The percentage of eligible East Sussex women who, at the end of December 2010, have had an adequate test in the preceding five years was 79.9%.
The percentage of eligible West Sussex women who, at the end of December 2010, have had an adequate test in the preceding five years was 79.5%.
Cervical screening is not a test for cancer. It is a method of preventing cancer by detecting and treating early abnormalities which, if left untreated, could lead to cancer in a woman's cervix (the neck of the womb). The first stage in cervical screening is taking a sample using Liquid based Cytology (LBC).
A sample of cells is taken from the cervix for analysis. A doctor or nurse inserts an instrument (a speculum) to open the woman's vagina and uses a brush to sweep around the cervix. Most women consider the procedure to be only mildly uncomfortable.

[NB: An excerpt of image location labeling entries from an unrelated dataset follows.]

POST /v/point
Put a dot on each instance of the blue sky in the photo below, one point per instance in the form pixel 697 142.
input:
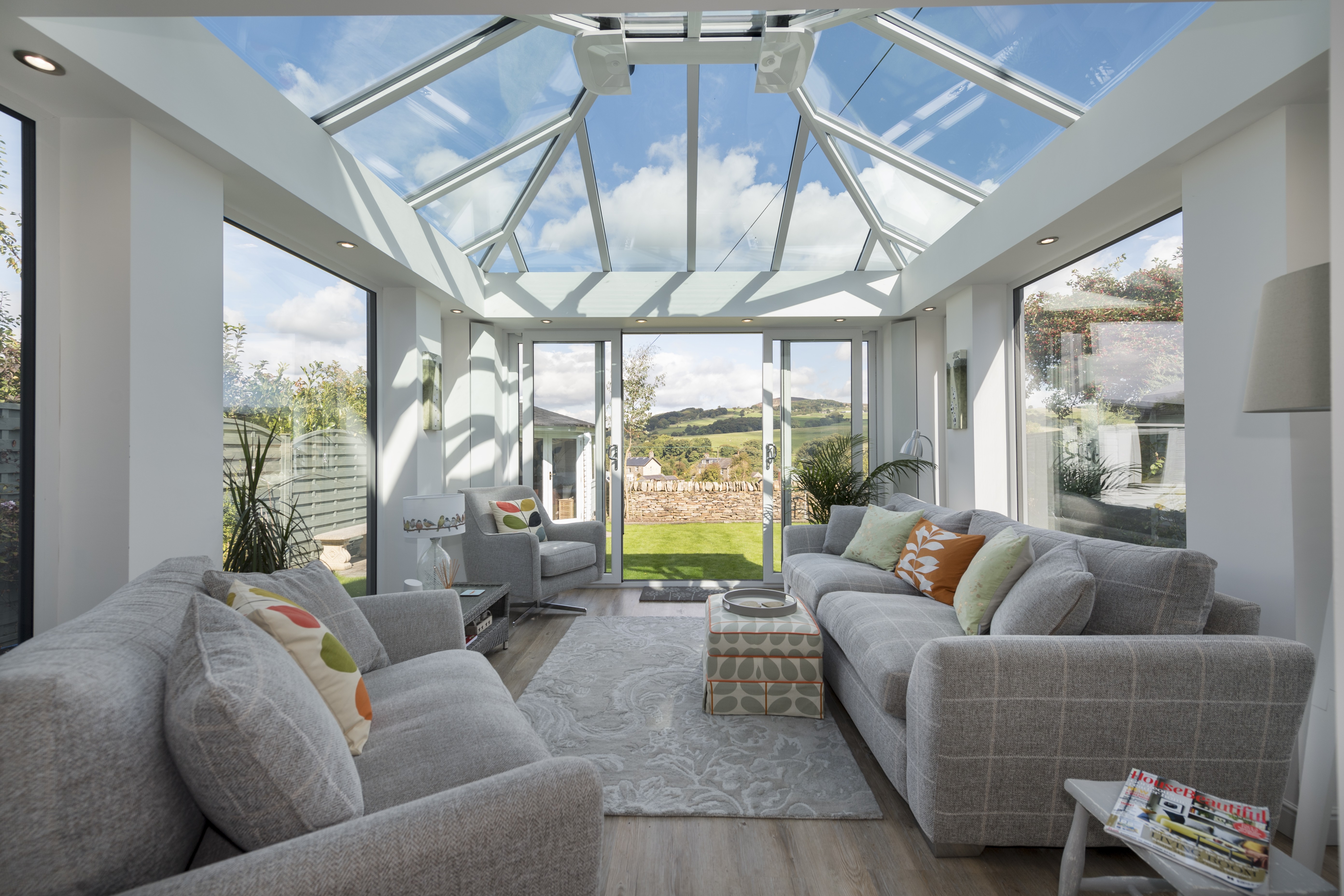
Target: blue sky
pixel 639 140
pixel 295 314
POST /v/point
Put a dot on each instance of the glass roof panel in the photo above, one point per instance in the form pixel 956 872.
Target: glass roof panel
pixel 904 201
pixel 826 232
pixel 639 155
pixel 745 147
pixel 923 108
pixel 557 233
pixel 319 61
pixel 1081 50
pixel 506 93
pixel 482 205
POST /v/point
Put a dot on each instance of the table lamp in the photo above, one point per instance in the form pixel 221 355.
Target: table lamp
pixel 433 516
pixel 1291 371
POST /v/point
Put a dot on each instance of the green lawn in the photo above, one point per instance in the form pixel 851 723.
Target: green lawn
pixel 679 551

Early detection and treatment can prevent 75 per cent of cancers developing but like other screening tests, it is not perfect. It may not always detect early cell changes that could lead to cancer.
Women aged 25-49 are invited for screening every three years; women 50-64 every five years. They can expect to get their results with two weeks.

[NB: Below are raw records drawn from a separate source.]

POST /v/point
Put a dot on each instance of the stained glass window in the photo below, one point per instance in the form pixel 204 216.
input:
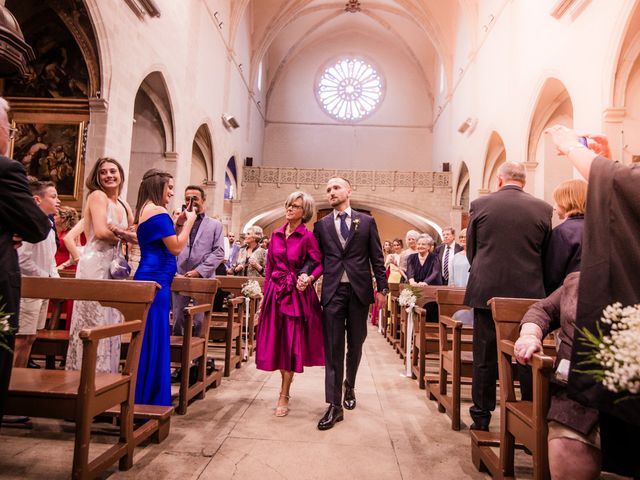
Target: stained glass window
pixel 351 89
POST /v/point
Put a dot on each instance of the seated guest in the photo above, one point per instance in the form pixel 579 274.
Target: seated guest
pixel 410 241
pixel 67 255
pixel 392 262
pixel 565 246
pixel 459 273
pixel 36 260
pixel 251 257
pixel 423 268
pixel 200 257
pixel 574 440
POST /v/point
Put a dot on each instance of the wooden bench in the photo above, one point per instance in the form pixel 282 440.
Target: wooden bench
pixel 191 347
pixel 524 421
pixel 83 395
pixel 425 336
pixel 233 285
pixel 455 355
pixel 393 319
pixel 227 328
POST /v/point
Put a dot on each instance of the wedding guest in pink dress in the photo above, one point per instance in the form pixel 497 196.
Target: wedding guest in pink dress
pixel 289 333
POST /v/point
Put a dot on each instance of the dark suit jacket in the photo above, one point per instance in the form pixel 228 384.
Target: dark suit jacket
pixel 507 238
pixel 19 215
pixel 361 255
pixel 440 252
pixel 563 253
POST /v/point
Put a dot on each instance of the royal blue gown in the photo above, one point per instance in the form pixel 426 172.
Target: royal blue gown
pixel 153 386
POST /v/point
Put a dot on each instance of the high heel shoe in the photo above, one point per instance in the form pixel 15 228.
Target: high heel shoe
pixel 282 410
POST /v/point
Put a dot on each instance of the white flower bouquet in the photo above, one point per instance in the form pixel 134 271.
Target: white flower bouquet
pixel 408 298
pixel 616 356
pixel 251 289
pixel 5 329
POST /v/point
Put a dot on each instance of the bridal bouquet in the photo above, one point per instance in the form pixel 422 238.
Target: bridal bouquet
pixel 616 356
pixel 251 289
pixel 5 329
pixel 408 297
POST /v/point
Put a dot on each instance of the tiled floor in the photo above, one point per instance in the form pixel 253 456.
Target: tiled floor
pixel 394 433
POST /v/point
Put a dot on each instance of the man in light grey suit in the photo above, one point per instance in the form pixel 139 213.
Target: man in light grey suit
pixel 201 256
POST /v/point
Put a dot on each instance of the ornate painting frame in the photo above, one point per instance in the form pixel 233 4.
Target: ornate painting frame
pixel 51 150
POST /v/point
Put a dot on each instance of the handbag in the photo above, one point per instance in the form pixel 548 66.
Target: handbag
pixel 119 268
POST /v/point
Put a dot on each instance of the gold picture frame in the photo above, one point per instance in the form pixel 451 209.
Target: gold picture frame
pixel 51 151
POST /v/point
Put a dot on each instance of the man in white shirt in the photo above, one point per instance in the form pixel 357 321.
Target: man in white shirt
pixel 36 260
pixel 445 251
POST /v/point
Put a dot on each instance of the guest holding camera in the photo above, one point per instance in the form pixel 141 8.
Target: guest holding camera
pixel 159 246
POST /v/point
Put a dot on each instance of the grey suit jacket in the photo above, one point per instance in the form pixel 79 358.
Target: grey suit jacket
pixel 207 251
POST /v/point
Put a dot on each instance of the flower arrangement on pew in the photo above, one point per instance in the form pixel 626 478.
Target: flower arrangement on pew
pixel 408 298
pixel 251 289
pixel 5 328
pixel 616 356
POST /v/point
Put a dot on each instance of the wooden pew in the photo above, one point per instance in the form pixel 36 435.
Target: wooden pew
pixel 524 421
pixel 233 285
pixel 227 328
pixel 83 395
pixel 190 347
pixel 455 354
pixel 425 335
pixel 393 322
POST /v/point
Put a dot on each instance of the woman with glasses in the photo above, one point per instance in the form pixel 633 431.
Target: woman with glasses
pixel 290 327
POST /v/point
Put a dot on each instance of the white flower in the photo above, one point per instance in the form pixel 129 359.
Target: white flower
pixel 407 299
pixel 251 289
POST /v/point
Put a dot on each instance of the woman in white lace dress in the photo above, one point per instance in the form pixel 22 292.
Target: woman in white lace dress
pixel 106 219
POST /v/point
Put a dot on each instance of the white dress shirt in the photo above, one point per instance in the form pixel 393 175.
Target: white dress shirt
pixel 39 259
pixel 343 242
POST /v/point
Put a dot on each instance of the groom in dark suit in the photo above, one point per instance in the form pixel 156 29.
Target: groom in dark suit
pixel 351 248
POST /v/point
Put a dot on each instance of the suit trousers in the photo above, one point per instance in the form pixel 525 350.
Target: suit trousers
pixel 179 302
pixel 485 367
pixel 344 313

In the UK, approximately 3,000 women are diagnosed with cervical cancer each year. Cancer of the neck of the womb occurs frequently in women who are under 35 years old. Breast cancer is the only other cancer to occur more often within this age group.
There are two main types of cervical cancer:
Squamous cell carcinoma is the most common type, and develops from the flat cells that cover the outer surface of the cervix at the top of the vagina.
Adenocarcinoma develops from the glandular cells that line the cervical canal (endocervix). Adenocarcinoma starts in the cervical canal and can therefore be more difficult to detect using cervical screening tests.
Cancer of the cervix usually takes many years to develop. Before it does, the cells in the cervix often show changes, known as cervical intra-epithelial neoplasia (CIN). This precancerous cell stage is also sometimes known as dyskariosis. If left untreated, CIN can develop into cervical cancer. However, the majority of women with CIN do not develop the disease.
Although some forms of cervical cancer are becoming more common, it can be prevented if it is detected in the early stages via cervical screening.